# With respect to the dirac delta function, what does $\delta [x + 2A, y - A]$

I have come across the following function and I'm trying to figure out what it really is. I have this function:

$f[x, y] = \delta [x + 2A, y - A] - \delta [x - A, y + A]$. The $\delta$ is representative of the dirac delta function. This function is used as input to some finite impulse response filter.

What does this function really mean? Is the first part of the function 0 everywhere except $-2A, A$ and the second part 0 everywhere except $A, -A$ ?

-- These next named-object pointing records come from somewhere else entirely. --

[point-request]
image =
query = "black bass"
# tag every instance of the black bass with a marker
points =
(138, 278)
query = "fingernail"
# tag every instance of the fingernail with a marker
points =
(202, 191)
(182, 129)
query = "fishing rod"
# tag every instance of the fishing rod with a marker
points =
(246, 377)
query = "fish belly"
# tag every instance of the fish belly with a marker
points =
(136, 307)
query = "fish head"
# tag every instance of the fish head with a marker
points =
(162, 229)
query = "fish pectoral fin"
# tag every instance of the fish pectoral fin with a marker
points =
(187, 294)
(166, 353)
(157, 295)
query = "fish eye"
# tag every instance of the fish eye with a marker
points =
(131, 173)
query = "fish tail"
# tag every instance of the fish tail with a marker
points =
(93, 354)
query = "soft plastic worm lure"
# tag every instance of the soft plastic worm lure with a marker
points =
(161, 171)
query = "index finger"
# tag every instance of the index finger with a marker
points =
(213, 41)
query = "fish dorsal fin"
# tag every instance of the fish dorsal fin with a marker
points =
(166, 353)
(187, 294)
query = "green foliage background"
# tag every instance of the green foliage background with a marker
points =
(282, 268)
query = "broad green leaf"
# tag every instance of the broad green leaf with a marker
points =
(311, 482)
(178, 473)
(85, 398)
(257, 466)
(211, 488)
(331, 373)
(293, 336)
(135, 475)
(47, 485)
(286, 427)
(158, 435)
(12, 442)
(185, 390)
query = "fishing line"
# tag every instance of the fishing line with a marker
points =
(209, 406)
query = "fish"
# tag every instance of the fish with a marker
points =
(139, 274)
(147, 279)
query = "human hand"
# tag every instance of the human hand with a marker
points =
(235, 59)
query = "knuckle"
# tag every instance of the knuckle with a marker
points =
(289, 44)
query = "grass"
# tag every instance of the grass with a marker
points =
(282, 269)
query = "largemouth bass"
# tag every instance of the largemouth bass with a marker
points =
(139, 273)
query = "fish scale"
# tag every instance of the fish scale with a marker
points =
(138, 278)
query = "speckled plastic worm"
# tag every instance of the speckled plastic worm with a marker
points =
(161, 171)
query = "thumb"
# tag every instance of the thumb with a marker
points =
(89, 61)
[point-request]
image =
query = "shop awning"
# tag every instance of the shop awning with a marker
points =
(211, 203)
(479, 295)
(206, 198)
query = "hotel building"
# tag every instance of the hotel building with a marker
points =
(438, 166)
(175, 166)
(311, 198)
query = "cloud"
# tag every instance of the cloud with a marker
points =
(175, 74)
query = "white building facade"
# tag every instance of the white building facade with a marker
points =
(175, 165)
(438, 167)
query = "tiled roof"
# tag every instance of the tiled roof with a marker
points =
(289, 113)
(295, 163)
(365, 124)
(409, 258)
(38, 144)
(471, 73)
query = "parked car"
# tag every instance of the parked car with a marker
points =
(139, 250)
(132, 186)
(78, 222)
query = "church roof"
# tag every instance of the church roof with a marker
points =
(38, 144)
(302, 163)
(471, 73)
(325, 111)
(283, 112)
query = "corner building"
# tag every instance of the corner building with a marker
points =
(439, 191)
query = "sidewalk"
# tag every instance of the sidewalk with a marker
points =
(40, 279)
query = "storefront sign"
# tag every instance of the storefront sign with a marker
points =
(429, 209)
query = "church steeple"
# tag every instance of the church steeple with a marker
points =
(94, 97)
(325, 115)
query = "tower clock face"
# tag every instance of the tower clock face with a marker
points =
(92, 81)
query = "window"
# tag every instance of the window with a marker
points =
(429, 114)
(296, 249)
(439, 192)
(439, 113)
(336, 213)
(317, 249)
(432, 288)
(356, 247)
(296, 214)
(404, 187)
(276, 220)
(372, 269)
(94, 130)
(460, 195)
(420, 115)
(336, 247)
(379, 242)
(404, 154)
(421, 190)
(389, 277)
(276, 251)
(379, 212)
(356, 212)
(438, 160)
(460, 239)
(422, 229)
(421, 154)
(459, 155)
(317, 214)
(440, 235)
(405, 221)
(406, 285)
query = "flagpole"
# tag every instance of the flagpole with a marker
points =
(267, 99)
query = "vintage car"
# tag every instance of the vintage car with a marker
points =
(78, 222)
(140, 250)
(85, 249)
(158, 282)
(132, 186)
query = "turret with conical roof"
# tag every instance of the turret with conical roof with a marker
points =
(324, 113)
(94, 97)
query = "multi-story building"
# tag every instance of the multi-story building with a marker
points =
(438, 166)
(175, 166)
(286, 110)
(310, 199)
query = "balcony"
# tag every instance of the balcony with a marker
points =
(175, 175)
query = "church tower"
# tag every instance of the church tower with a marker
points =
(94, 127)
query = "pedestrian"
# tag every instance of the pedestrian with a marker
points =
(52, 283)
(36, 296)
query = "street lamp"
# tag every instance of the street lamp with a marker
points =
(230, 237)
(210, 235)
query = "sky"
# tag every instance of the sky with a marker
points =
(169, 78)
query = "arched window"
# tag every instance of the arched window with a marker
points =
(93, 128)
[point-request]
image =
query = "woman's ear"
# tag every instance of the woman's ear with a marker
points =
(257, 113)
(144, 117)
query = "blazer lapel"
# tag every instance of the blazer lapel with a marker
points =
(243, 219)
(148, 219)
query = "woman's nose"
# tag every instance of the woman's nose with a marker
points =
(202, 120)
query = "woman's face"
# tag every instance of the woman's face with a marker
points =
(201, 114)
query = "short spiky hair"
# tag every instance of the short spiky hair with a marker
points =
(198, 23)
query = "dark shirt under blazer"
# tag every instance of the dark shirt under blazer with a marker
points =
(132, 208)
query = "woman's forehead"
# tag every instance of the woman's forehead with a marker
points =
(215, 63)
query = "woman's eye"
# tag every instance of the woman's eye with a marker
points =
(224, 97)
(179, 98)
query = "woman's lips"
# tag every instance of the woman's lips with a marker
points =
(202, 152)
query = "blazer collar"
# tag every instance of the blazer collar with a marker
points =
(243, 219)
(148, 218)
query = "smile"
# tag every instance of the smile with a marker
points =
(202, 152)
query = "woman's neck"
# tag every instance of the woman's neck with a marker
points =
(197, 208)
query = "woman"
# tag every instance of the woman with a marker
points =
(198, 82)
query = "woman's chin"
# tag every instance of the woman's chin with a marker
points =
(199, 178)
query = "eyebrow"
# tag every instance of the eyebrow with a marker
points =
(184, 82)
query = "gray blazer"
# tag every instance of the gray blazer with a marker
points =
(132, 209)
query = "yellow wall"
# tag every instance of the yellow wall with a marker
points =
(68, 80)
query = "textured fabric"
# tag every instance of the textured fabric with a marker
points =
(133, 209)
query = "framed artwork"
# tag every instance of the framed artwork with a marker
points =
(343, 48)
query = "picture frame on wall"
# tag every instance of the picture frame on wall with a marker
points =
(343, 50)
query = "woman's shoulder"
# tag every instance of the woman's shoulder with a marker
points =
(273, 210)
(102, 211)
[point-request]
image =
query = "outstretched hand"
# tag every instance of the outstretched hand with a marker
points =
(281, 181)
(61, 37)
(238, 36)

• In an image represented as pixels in two dimensions, say as samples on a rectangular grid, this would be a positive impulse at $(-2A,A)$ and a negative impulse at $(A,-A)$. If your filter had impulse response $g(x,y)$, it would produce $g(x+2A,y-A)-g(x-A,y+A)$ when the input was $f(x,y)$. – Dilip Sarwate Feb 19 '12 at 22:41
• @DilipSarwate Thanks for the comment. Would it really be those 2 separate calls to the impulse response? It is two separate dirac delta functions, but they are one function f(x,y). Having trouble understanding why that would be – Steve Feb 20 '12 at 0:04
• It's a bit of an under-abstracted (and IMO not particularly good) notation you use there. In physics, we would write it like this: "$f(\mathbf{r}) = \delta(\mathbf{r}-\mathbf{r}'_1) - \delta(\mathbf{r}-\mathbf{r}'_2)$ with $\mathbf{r}'_1=(-2A,A),\mathbf{r}'_1=(A,-A)_{\mathbf{e}_x,\mathbf{e}_y}$" which I consider to make it much clearer that you're right with what's going on. – leftaroundabout Feb 20 '12 at 0:07

A (two-dimensional) finite-impulse-response filter has an impulse response $g(x,y)$ that is nonzero only for $(x,y)$ in a region of finite area (continuous parameters) of for a finite number of values of $x$ and $y$ (discrete parameter). For example, $g(x,y)$ might be nonzero only for points inside a circle of radius $r$. Specifically, consider $$g(x,y) = \begin{cases}1, &x^2 + y^2 \leq r^2,\\0, &\text{otherwise}\end{cases}$$ describes an image filter whose response to a point source (impulse function) at the origin is a disc of radius $r$ in the filtered image. For input $f(x,y) = \delta (x + 2A, y - A) - \delta (x - A, y + A)$, the filter output would be the sum of a positive disc centered at $(-2A,A)$ and a negative disc centered at $(A,-A)$ with cancellation occurring where the discs overlapped. (Disc ovrlap would be determined by the relationship between $A$ and $r$). More formally, $$g(x,y)\circledast f(x,y) = \begin{cases} 1, &(x+2A)^2 + (y-A)^2 \leq r^2, (x-A)^2+(y+A)^2 > r^2,\\ -1, &(x+2A)^2 + (y-A)^2 > r^2, (x-A)^2+(y+A)^2 \leq r^2,\\ 0, &\text{otherwise.}\end{cases}$$ where we have combined the outer darkness of $0$ with the $0$ produced by the cancellation of the discs in the region of overlap (if any).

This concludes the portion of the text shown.